Fernando Rezende Não faz sentido projetar tendências baseadas em comportamentos do
passado se o Brasil está vivendo um processo de ruptura com esse passado. Quanto aos cenários,
procuramos fugir do convencional: apresentar hipóteses sem tomar posição. O que queremos é
definir um parâmetro, uma possibilidade que pressupõe ações e não uma meta. É importante
levar a discussão para este campo e reforçar a mobilização em torno das mudanças.
V Quer dizer que projeções e cenários estão saindo de moda?
FR Continua sendo um trabalho válido, mas não é o nosso objetivo.
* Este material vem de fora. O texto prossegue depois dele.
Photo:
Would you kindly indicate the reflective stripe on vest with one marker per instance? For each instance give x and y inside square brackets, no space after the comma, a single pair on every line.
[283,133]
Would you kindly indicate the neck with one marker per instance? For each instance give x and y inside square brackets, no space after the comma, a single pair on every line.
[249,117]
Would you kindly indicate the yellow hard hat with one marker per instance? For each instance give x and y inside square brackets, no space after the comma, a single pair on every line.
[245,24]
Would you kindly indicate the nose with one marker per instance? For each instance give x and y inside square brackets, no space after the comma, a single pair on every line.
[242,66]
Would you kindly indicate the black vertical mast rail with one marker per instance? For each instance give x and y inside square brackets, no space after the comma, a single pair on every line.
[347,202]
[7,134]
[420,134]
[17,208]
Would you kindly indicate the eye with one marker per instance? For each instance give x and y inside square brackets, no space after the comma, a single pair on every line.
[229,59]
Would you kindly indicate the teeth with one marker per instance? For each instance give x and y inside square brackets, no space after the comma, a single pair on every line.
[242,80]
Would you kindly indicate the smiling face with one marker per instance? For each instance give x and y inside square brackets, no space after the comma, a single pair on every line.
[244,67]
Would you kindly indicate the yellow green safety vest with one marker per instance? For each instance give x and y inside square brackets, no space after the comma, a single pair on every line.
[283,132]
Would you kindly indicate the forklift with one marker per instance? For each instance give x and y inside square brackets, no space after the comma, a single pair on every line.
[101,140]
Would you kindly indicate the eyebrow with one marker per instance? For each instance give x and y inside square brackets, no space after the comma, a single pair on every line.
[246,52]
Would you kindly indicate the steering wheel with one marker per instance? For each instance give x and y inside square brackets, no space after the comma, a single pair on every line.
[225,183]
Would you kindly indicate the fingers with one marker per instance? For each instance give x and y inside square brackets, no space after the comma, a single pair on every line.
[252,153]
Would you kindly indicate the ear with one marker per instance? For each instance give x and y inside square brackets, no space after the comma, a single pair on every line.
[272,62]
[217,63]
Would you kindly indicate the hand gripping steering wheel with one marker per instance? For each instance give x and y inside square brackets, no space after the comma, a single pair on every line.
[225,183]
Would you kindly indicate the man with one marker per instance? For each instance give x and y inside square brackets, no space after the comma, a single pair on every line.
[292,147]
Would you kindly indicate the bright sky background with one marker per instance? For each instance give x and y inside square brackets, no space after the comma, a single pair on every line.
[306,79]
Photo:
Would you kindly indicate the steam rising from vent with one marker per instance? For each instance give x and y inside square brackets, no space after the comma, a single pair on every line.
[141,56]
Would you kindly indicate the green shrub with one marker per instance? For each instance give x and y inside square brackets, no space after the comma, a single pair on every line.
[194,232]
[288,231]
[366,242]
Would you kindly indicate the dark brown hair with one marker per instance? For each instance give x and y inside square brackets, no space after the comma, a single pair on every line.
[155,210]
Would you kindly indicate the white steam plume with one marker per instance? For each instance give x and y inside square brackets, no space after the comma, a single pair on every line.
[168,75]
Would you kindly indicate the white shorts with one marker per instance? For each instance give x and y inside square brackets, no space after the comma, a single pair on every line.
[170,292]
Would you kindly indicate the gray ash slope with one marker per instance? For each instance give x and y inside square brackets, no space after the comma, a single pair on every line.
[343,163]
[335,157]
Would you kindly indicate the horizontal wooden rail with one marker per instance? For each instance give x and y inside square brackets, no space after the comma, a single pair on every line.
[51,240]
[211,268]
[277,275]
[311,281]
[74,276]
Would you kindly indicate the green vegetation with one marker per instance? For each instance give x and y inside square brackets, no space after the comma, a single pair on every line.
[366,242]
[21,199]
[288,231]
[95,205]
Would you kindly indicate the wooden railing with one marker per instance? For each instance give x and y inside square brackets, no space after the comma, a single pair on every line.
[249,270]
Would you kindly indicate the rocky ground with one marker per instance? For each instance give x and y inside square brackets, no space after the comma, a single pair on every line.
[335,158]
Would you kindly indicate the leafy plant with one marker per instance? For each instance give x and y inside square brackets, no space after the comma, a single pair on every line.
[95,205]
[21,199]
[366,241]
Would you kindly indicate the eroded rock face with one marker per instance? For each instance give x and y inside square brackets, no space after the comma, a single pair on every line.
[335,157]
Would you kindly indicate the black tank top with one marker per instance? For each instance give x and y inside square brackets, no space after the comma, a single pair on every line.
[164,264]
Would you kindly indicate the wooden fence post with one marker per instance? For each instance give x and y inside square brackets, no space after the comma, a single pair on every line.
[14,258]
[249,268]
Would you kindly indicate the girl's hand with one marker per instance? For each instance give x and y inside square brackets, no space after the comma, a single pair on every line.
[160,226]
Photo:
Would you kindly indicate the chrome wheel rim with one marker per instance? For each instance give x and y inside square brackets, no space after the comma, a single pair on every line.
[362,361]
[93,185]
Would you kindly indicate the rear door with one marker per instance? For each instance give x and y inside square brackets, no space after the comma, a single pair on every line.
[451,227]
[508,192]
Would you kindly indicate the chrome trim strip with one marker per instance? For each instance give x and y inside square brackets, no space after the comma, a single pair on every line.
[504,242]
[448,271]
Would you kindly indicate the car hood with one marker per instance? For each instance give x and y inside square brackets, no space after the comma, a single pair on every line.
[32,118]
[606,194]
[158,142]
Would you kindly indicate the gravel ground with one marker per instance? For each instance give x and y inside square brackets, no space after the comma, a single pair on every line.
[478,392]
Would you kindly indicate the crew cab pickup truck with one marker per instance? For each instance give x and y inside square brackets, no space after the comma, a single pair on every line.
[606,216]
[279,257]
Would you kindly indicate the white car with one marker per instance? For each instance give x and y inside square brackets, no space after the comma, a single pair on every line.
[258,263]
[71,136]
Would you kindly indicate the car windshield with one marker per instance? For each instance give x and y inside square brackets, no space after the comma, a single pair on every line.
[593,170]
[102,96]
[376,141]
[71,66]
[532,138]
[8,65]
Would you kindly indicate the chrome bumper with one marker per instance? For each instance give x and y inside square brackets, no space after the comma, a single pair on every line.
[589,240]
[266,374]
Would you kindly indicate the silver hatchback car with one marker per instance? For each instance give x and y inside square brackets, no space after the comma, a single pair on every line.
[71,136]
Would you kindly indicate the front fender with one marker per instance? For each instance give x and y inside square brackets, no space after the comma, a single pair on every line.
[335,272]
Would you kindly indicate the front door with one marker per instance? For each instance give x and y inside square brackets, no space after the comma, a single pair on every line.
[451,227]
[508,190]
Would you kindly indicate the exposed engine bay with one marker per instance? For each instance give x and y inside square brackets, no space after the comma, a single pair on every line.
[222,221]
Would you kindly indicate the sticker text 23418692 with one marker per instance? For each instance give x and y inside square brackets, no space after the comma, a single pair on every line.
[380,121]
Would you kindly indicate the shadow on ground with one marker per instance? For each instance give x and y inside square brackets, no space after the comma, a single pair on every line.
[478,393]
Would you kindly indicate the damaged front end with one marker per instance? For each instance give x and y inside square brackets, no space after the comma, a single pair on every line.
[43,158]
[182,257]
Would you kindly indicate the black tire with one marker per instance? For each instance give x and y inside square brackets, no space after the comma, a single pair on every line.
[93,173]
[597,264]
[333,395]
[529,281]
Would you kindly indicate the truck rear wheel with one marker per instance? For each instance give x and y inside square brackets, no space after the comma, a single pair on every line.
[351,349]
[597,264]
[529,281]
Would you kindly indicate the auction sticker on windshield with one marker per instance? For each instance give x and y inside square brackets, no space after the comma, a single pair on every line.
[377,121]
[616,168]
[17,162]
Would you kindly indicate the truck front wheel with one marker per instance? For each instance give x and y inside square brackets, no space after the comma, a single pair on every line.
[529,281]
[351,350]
V Qual é o objetivo específico?
FR Definir uma trajetória realista, cuja consolidação faz algumas exigências. O País precisa
continuar avançando nos ajustes estruturais para que a economia brasileira possa se adaptar a
nova realidade. Daí, a ênfase nas pré-condições, das quais se destaca a questão de ganhos mais
rápidos na competitividade, tendo em vista o reequilíbrio das contas externas ao longo desse
processo.
V Isto significa aumentar a taxa de investimento?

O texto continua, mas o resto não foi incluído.